Plus de vingt pays de mise en œuvre de l’ITIE ont annoncé leur objectif d’établir des registres publics de propriété effective, y compris le Ghana et le Nigeria. Les sessions de l’après-midi ont exploré comment établir un registre de propriété effective et comment assurer que des données exactes soient fournies. Il existe différents modèles de registres, au niveau national comme au niveau mondial. Le Royaume Uni par exemple maintient un registre des entreprises reprenant plus de deux millions de dossier d’entreprises et deux milliards de recherches effectuées par an. L’Ukraine a également inclus les données de propriété réelle dans le registre des entreprises. Le gouvernement kirghize vise quant à lui la création du premier registre au monde de propriétaires effectifs pour les entreprises extractives. Le Nigeria et le Ghana disposent d’un cadre robuste pour établir leur registre en 2019. L’un des piliers pour établir un registre réside dans l’engagement politique. Autre aspect crucial : réfléchir à l’utilisation du registre avant de commencer à collecter les données et adapter les divulgations aux besoins sur le terrain.

D’autres sessions ont été organisées sur l’utilisation des données dans la pratique et sur la meilleure façon de passer des politiques à la pratique, en tant que prochaines étapes pour les pays. Un message clé issu des sessions : les efforts mondiaux d’amélioration des capacités techniques pour mettre en œuvre des réformes de propriété effective doivent s’intensifier, surtout sur l’utilisation des données et le lien à créer avec les priorités nationales.

La transparence engendre la confiance

Transformer les systèmes de gouvernance ne se fera pas du jour au lendemain et l’établissement d’un système de divulgation de la propriété réelle, un register par exemple, pourrait prendre de trois à cinq ans. Une fois que l’information est ouverte et accessible, cela contribue à améliorer la confiance des partenaires du secteur privé, des investisseurs et des citoyens. Ceci reprend bien ce que disait SE Julius Maada Bio, président de la Sierra Leone, dans son allocution d’ouverture :

‘Pour mon gouvernement en Sierra Leone, la promotion de la transparence et de la redevabilité dans les industries extractives ne s’arrête pas à la promotion de la bonne gouvernance, il s’agit de faire de bonnes affaires. La transparence de la propriété effective peut nous aider à encourager les bons investissements et les bons profils d’investisseurs dans nos industries extractives. Nous sommes convaincus que la divulgation de la propriété effective promeut la confiance des investisseurs à investir dans notre secteur extractif’.

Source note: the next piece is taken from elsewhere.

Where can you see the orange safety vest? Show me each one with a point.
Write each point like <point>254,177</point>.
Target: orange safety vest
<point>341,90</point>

Séances techniques – drop-in

La conférence proposait également une session technique de drop-in permettant aux participants d’obtenir une consultation individuelle sur des questions techniques discutées les jours précédents. Il s’agissait de partager des expériences dans les deux directions, entre experts et participants. Des cas concrets ont pu être discutés pour permettre aux participants de réfléchir à des solutions pragmatiques pour des défis spécifiques liés à la création de registres de propriété réelle, les questions de confidentialité, assurer la fiabilité des données et limiter les risques de corruption. 

Séance de clôture

La transparence de la propriété effective est de plus en plus la norme dans le secteur extractif en Afrique. C’est le message clé lors de la séance plénière de clôture de la Conférence dont les intervenants comprenaient Modeste Bahati Lukwebo, Ministre du Plan, République démocratique du Congo, Frances Piagie Alghali, Ministre d’Etat, Vice-Présidence de la Sierra Leone et Assatou Sophie Gladima, Ministre des Mines, Sénégal.  

Les intervenants ont souligné que la transparence est une idée mûre à présent et qu’il faut progresser rapidement d’ici 2020. Une leçon clé tirée des journées précédentes de la conférence : les pays ont des approches différentes des réformes nécessaires et bien qu’il n’existe pas de meilleure pratique unique, les pays sont encouragés à trouver ce qui leur correspond le mieux selon leur contexte national.

L’ITIE se prépare à sa Conférence mondiale et à une série d’échéances en 2019 et 2020 pour la transparence de la propriété effective, les déclarations par projet et les divulgations systématiques. 2019 sera certainement une année tout aussi riche que 2018.